At the same time, the current moment has us re-examining the way technology can contribute to racial injustice in our system. Some local and state governments, as well as private companies, have decried the use of facial recognition because of the biased manner in which it operates.

Predictive policing has also recently come under fire.

Technology can amplify existing implicit biases, while making them harder to detect. Machine learning is not racist by default, but becomes so because of the human-produced data it learns from.

The most well-known example is likely ProPublica’s study of an AI program called Correctional Offender Management Profiling for Alternative Solutions (COMPAS). ProPublica found that COMPAS’ recidivism algorithm was calculating that black defendants had a higher risk level than white defendants, regardless of criminal history or other factors.

Similarly, predictive policing uses algorithms to predict where future crime will occur. The algorithms interpret police reports and send officers to target crime hotspots and chronic offenders.

Critics report this reinforces racist patterns already present in law enforcement, with minority neighborhoods subject to over-policing. Additionally, it’s not clear that the technology works — some studies show it reduces crime, but others have found only a negligible effect.

What makes systems like COMPAS more dangerous is that it can be harder to detect bias perpetuated by technology — termed “tech-washing” by critics — where shielded decision-making and objectivity make it difficult to detect algorithmic bias.

It’s clear we must distinguish between technological automation that is helpful and that which is hurtful.
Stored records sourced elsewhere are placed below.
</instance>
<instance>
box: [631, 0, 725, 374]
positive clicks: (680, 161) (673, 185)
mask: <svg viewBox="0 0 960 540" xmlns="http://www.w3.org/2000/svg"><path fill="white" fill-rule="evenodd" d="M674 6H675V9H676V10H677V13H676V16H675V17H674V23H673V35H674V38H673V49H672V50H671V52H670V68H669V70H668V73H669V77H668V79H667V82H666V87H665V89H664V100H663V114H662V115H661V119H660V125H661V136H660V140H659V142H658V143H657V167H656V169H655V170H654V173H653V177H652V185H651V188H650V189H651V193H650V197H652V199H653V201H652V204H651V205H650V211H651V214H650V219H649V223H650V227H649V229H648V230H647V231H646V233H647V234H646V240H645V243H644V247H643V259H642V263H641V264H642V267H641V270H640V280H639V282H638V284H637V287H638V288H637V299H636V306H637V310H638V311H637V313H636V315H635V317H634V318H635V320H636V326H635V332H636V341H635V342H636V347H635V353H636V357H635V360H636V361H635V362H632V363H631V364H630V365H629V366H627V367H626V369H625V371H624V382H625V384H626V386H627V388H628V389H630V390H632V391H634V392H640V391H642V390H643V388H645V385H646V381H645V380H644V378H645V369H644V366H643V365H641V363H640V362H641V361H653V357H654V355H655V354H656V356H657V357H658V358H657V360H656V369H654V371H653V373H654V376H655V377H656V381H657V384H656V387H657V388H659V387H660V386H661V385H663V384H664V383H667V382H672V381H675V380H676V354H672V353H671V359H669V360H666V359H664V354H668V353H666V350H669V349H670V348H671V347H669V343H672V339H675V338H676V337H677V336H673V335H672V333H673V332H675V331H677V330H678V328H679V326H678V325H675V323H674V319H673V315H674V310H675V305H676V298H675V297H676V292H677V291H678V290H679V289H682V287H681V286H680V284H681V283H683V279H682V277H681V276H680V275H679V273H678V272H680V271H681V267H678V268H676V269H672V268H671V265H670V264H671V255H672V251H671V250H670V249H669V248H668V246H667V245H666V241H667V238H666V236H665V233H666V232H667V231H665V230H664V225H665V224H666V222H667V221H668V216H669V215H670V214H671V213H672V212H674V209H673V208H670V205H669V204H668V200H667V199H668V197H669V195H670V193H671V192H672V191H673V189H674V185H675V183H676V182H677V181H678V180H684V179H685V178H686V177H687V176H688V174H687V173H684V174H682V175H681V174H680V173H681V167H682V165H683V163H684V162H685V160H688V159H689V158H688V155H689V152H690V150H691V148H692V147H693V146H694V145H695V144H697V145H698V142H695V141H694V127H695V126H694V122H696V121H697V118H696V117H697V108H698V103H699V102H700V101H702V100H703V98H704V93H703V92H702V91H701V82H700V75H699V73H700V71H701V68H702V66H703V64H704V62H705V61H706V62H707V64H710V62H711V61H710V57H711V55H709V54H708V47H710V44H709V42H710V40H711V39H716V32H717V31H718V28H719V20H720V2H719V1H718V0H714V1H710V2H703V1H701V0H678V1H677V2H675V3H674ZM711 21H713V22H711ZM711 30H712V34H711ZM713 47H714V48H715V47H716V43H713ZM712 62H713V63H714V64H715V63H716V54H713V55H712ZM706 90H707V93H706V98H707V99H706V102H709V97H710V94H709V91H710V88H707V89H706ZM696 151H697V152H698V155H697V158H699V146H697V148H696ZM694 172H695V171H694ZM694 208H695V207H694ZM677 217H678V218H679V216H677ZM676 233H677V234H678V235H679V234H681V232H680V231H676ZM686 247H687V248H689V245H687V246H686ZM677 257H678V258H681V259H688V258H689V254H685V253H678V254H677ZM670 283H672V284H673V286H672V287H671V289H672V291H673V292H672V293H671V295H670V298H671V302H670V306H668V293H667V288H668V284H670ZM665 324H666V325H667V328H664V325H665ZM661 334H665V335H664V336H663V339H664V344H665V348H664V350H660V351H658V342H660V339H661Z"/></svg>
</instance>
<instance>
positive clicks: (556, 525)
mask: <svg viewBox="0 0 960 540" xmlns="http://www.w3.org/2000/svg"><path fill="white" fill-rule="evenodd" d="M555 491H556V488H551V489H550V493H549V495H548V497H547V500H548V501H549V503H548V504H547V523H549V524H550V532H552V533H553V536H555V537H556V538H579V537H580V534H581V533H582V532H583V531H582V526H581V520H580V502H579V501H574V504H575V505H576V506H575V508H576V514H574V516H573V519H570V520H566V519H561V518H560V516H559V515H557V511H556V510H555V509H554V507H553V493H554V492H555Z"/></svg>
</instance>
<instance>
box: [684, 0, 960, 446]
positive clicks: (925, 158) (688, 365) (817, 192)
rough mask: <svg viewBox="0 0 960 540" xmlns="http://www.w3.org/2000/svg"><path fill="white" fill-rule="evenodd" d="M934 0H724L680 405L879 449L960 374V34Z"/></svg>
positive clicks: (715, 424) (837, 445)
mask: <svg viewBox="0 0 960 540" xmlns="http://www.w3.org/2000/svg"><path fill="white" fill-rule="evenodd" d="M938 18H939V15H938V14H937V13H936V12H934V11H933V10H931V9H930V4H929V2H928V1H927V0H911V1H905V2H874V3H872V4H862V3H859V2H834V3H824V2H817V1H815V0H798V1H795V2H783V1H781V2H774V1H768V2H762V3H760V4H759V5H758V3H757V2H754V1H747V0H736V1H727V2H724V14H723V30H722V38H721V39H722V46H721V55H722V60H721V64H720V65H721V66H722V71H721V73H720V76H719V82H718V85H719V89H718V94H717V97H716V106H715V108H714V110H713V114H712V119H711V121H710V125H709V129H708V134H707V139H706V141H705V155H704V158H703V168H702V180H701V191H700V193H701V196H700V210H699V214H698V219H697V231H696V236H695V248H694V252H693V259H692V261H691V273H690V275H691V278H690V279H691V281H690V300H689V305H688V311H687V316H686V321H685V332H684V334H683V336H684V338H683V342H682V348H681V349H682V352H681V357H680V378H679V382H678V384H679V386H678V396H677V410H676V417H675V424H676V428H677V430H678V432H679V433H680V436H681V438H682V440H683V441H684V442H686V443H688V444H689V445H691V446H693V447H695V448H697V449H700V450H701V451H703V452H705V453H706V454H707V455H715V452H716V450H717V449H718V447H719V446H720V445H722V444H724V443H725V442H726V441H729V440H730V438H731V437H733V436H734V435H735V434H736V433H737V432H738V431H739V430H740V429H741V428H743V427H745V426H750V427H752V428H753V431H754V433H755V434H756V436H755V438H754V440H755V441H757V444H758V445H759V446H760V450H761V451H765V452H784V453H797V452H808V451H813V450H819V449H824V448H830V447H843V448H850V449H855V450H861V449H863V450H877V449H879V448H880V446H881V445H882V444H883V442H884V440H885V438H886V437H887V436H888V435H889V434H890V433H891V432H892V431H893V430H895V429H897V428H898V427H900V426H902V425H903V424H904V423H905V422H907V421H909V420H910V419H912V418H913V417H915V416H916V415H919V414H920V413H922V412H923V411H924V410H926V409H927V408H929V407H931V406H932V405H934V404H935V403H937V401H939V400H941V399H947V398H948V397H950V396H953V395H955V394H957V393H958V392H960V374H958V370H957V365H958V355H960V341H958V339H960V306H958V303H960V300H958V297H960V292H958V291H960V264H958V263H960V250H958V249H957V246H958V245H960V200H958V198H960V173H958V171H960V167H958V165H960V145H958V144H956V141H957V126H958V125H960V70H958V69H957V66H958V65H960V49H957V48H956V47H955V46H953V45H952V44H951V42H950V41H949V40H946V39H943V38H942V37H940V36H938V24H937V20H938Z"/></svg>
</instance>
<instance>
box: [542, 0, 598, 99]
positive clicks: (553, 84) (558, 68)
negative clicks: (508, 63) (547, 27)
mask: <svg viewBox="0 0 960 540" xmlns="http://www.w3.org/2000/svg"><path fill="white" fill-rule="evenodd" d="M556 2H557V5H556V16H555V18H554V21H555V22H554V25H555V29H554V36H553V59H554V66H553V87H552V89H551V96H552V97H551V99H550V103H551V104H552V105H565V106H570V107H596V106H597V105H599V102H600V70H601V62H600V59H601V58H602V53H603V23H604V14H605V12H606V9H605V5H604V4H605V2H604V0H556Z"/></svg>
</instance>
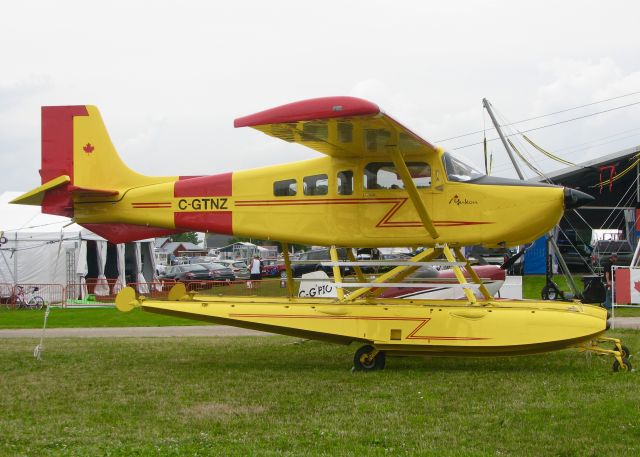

Part of being successful is intention and planning: Has the technology been created with the right stakeholders at the table?

Programmers are disproportionately white and Asian men, and algorithms often reflect the biases of their creators, or simply don’t include the appropriate training set for equitable machine learning.

For example, one study showed that AI’s capacity for natural language processing decreased when exposed to African-American vernacular because of a lack of diversity in the training set.

Some of the best uses of technology acknowledge human bias or inequalities in the human condition and try to mitigate them. In San Francisco, the district attorney’s office uses an algorithm to obscure race information from case materials at the earliest stages, to bring equity to charging decisions.

Similarly, to dismantle a system of racist predictive policing, we could rely more on traffic cameras and “smart” streets that would enforce the law regardless of an individual’s race.

Clean Slate technology works similarly by automating expungement relief and providing more equitable second chances, regardless of privilege. Expungements, which can cost individuals in the thousands, thus become accessible to all.

By closing court doors, COVID-19 has pushed us to innovate. By opening our eyes to racial inequities, George Floyd’s death has caused us to interrogate those innovations. Together, these two crises can bring us closer to a just and fair use of technology.